Anna Christie
The prevailing rhetoric associated with hedge fund activism is almost universally negative. This Article provides new evidence of activist hedge fund behavior that contradicts this dominant narrative. The principal argument of the Article is that the conventional picture of hedge fund activism requires updating to account for the phenomenon of activist board representation.
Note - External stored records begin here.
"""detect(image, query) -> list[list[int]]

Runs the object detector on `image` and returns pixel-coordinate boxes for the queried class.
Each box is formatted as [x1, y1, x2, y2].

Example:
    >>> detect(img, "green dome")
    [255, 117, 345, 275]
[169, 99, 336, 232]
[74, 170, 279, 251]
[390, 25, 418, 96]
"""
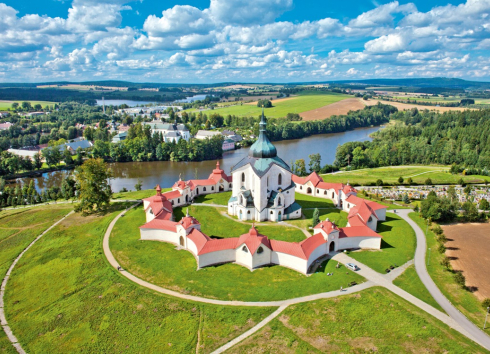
[248, 108, 277, 159]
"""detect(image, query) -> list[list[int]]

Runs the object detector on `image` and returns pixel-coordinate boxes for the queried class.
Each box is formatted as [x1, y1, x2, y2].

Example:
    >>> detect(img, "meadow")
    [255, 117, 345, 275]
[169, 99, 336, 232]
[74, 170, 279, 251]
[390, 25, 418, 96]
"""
[188, 93, 352, 118]
[227, 288, 488, 354]
[322, 166, 490, 186]
[349, 213, 416, 274]
[110, 207, 363, 301]
[4, 203, 274, 353]
[409, 213, 490, 334]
This Article makes two general contributions to academic and policy debates on hedge fund activism. First, it analyzes original, hand-collected data on all activist hedge fund campaigns at S&P 500 companies from 2010 to 2019. Currently, there is continued reliance on empirical studies of hedge fund activism that originate from the mid-2000s. However, hedge fund activism has evolved considerably over the past twenty years since these studies were published. Activist hedge funds now increasingly target America’s largest companies—the S&P 500. An analysis of such campaigns has never before been seen in the literature. The study therefore contributes up-to-date insights on the activist campaigns most likely to have an outsized impact on companies, the economy, stakeholders, and society. Second, it demonstrates that a relatively new form of activism—activist board representation—manifests very differently to traditional perceptions of hedge fund activism. Now the most common campaign strategy, the appointment of activist directors can have a positive impact on target companies. In particular, activists seeking board seats often propose changes to corporate strategy and operations. This signifies a longer-term approach to substantive value creation, rather than the short-term financial engineering that activist hedge funds are commonly criticized for engaging in. The striking differences observed in campaigns where activist directors are sought, versus those campaigns where they are not, prompts some necessary reflection of the pervasive critiques of hedge fund activism.